Secure Web Server Certificates
The SDX software uses the strong encryption provided by Secure Sockets Layer protocol (SSL) to secure the SAE against unauthorized access. To support SSL, you must obtain an authorized site certificate for your SSL-supported SAE installation. A dummy certificate is provided with the installation; you must replace this with a real certificate.
- Access the SAE installation directory.
- Remove the dummy certificate.
- Generate a new self-signed certificate.
cd /opt/UMC/ssp
rm -f lib/jetty/saeKeystore
../jre/bin/keytool -genkey -keyalg RSA -keystore lib/jetty/saeKeystore -keypass saejetty -storepass saejetty -alias sae -dname <DN> -validity 365
The indicated -keystore, -keypass, -storepass, and -alias values are required.
Replace <DN> with the distinguished name that identifies your HTTPS server. For example, if XYM Corp in Canada has an HTTPS server with a hostname of ssp1.domain.org, then the DN might be the following:
"cn=ssp1.domain.org, o=XYM Corp, c=CA"
Be sure to include the quotation marks. For complete documentation of the Java keytool, see:
http://java.sun.com/j2se/1.4.1/docs/tooldocs/solaris/keytool.html
 |
- Create a certificate signing request (CSR).
../jre/bin/keytool -certreq -alias sae -file server.csr -keypass saejetty -keystore lib/jetty/saeKeystore -storepass saejetty
The CSR is placed in the server.csr file.

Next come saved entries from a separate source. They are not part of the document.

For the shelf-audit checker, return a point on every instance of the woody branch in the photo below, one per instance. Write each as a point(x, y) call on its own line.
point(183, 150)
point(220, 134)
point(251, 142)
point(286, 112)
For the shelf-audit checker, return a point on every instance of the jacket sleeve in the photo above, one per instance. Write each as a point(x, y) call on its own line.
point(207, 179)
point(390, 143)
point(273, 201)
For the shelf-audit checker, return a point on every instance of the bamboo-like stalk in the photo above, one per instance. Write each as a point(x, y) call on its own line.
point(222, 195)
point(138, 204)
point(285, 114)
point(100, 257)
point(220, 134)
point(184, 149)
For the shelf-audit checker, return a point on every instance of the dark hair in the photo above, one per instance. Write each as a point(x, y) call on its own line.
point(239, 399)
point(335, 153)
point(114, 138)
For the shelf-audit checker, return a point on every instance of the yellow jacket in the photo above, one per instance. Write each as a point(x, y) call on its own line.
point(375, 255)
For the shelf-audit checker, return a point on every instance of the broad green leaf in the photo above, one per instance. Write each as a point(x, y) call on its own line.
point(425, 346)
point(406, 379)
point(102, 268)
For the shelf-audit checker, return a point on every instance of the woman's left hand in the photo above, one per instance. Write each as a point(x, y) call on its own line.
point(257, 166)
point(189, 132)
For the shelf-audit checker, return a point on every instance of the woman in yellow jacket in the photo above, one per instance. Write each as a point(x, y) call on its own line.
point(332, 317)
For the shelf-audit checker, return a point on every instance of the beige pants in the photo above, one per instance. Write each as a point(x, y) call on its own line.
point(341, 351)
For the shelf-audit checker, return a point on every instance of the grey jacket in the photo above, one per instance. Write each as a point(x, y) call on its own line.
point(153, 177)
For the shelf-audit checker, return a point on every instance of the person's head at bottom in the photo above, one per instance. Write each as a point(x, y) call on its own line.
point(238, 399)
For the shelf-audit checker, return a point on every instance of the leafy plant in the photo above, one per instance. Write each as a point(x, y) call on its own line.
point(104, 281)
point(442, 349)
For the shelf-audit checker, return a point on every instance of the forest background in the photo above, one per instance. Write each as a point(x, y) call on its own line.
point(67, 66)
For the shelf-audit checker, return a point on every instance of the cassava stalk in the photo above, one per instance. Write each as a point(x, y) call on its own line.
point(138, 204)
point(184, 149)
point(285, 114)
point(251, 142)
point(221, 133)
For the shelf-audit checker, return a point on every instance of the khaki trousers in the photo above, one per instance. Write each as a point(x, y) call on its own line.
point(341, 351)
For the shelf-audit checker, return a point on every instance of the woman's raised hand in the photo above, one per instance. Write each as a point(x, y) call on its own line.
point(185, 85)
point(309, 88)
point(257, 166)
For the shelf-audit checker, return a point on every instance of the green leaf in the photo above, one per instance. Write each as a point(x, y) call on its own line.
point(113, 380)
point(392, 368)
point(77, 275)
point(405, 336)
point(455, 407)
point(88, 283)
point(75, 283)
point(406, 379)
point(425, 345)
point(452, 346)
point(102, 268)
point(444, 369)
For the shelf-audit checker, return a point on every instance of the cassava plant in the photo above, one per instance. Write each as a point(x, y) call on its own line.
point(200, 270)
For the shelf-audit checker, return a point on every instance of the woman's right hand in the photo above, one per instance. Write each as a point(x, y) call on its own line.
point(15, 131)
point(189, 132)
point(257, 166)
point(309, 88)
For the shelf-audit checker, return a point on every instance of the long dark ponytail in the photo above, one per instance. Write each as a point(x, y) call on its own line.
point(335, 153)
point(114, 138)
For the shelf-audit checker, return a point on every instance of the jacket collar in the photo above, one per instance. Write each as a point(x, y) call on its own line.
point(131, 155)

- Send the CSR from the file /opt/UMC/ssp/server.csr for signing to a certificate authority (CA), such as one of the following commonly used authorities:
- Entrust Technologies, Inc. (http://www.entrust.net)
- VeriSign, Inc. (http://www.verisign.com)
The CA will authenticate you and return a certificate, signed by them, that authenticates your public key.
- Import the signed certificate into the keystore.
- Install the signed certificate in the certificate file.
/opt/UMC/jre/bin/keytool -import -alias sae -file server.crt -keypass saejetty -noprompt -trustcacerts -keystore lib/jetty/saeKeystore -storepass saejetty
/opt/UMC/ssp/httpd/conf/ssl.crt/server.crt.